PHOENIX -- The Valley is home to a new clinic to help people who have amyotrophic lateral sclerosis.
ALS is commonly known as Lou Gehrig's Disease. The Hall of Fame Baseball great died of the disease a few years after retiring from baseball in 1939.
"ALS is a disease that essentially causes progressive weakness in the arms and legs, as well as in the breathing muscles and swallowing muscles," said Shafeeq Ladha, director of the Gregory W. Fulton ALS and Neuromuscular Disorders Center at the Barrow Neurological Institute in Phoenix.
"We don't really know what causes ALS, and we really don't have any treatment for it, but it results in death after about two to three years because of involvement of the respiratory and swallowing muscles," Ladha said.
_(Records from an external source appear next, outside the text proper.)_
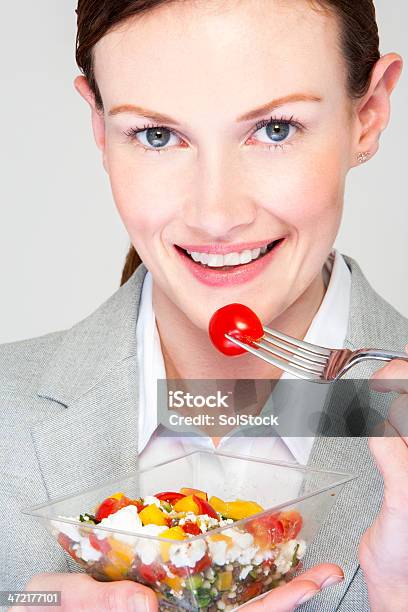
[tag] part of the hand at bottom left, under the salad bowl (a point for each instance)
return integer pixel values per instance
(82, 593)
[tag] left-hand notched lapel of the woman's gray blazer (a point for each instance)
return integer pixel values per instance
(93, 376)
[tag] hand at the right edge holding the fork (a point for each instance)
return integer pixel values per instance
(383, 549)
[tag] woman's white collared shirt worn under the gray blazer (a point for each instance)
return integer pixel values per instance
(328, 328)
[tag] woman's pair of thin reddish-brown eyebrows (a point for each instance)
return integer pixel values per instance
(253, 114)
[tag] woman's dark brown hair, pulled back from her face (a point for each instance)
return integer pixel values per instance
(359, 42)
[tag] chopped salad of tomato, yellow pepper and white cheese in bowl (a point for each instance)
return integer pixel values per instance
(199, 553)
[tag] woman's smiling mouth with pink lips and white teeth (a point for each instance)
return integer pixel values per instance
(216, 268)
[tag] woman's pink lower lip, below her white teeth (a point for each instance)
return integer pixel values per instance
(214, 277)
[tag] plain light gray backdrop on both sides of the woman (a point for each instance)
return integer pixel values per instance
(62, 243)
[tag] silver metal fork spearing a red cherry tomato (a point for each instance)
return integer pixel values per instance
(310, 361)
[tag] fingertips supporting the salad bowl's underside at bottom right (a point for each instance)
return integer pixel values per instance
(302, 588)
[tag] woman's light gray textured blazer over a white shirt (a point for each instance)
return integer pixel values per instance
(69, 411)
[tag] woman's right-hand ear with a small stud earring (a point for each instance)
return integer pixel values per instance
(373, 110)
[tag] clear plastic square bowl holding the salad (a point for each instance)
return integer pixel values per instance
(217, 570)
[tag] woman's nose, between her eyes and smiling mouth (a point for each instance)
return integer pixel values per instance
(218, 203)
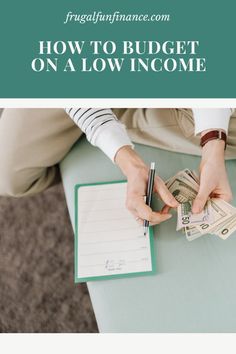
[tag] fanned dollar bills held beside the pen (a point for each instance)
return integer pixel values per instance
(217, 218)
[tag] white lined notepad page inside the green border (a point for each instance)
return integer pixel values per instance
(110, 241)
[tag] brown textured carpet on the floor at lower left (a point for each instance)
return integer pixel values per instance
(37, 292)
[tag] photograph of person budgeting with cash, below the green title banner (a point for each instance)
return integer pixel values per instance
(117, 220)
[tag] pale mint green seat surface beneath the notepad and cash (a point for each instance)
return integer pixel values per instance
(194, 289)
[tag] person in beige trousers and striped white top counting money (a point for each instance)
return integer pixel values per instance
(37, 141)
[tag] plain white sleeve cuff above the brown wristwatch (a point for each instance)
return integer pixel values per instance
(213, 118)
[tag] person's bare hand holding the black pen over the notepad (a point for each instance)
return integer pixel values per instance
(136, 172)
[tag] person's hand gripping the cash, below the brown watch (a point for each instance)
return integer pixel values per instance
(213, 175)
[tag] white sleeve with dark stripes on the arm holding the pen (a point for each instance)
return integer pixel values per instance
(102, 128)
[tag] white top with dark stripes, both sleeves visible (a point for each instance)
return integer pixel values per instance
(104, 130)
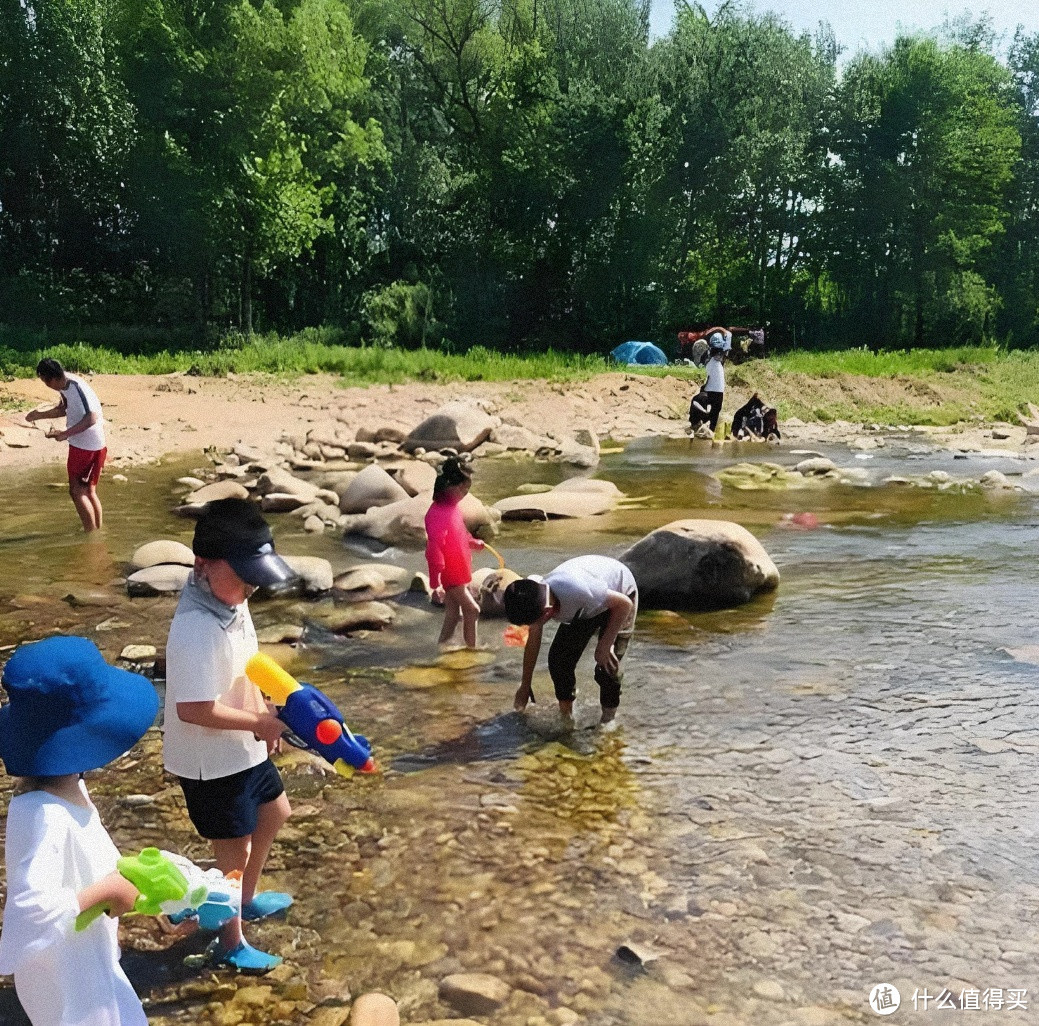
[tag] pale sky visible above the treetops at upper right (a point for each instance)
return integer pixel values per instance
(869, 23)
The new $4 million center has been open for about a month. It is named after Gregory W. Fulton, who died of ALS in 2011. Fulton was in his early 50s, and Ladha said that ALS usually attacks people around that age. Fulton's parents, Ira A. and Mary Lou Fulton, donated $2.7 million to help build the 32,000 square foot center. The facility is designed to help provide treatment for as many as 300 patients of ALS and other neuromuscular diseases.
It took four years to build the center, but Ladha said building the facility is only the beginning.
"The clinic itself right now is a building, but we want it to be filled with programs and activities that really serve these patients and work towards finding a treatment."